I am writing a profiler for which I want to know the total time since the thread was created as well as the total CPU time used by that thread for a certain calculation.
By total time I mean: the time including the time a thread spends being blocked for whatever reason, so total time elapsed since something like thread my_thread(function).
getrusage gives me the CPU time for the calling thread which is good, however, I want to know the total time that passed since the thread was created as well. I couldn't find any C++ library for it at all.
I can take a time stamp when the thread was created/spawned by instrumenting the program and inserting a simple time stamp method like the chrono functions and then another time stamp when I do the calculation, their difference is the time I want.

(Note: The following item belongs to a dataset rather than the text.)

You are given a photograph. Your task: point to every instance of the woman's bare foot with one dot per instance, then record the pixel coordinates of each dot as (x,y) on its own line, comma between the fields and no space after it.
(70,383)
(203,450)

However, even after some search I couldn't figure out how to detect thread entry/spawn point using an LLVM pass.
Any suggestions on how to detect thread entry/spawn point in LLVM pass?
Best regards!
I guess, you need to search for CallInsts which call to pthread_create, then analyze their arguments and find out what callback function they are passed in.
To make sure you catch all thread creation calls, you'd need to research how threads are created on your platform. At the lowest level, thread creation requires syscall (well, in most cases).
For instance, FreeBSD does have a pthread_create function, but it is purely userland and delegates thread creation to thr_new syscall. Some programs (Rust language runtime, IIRC) may call into that syscall directly, bypassing pthread_create, but these are pretty rare. So, if you really want to make sure you catch every thread creation, you'd need to search CallInsts to these low level ones.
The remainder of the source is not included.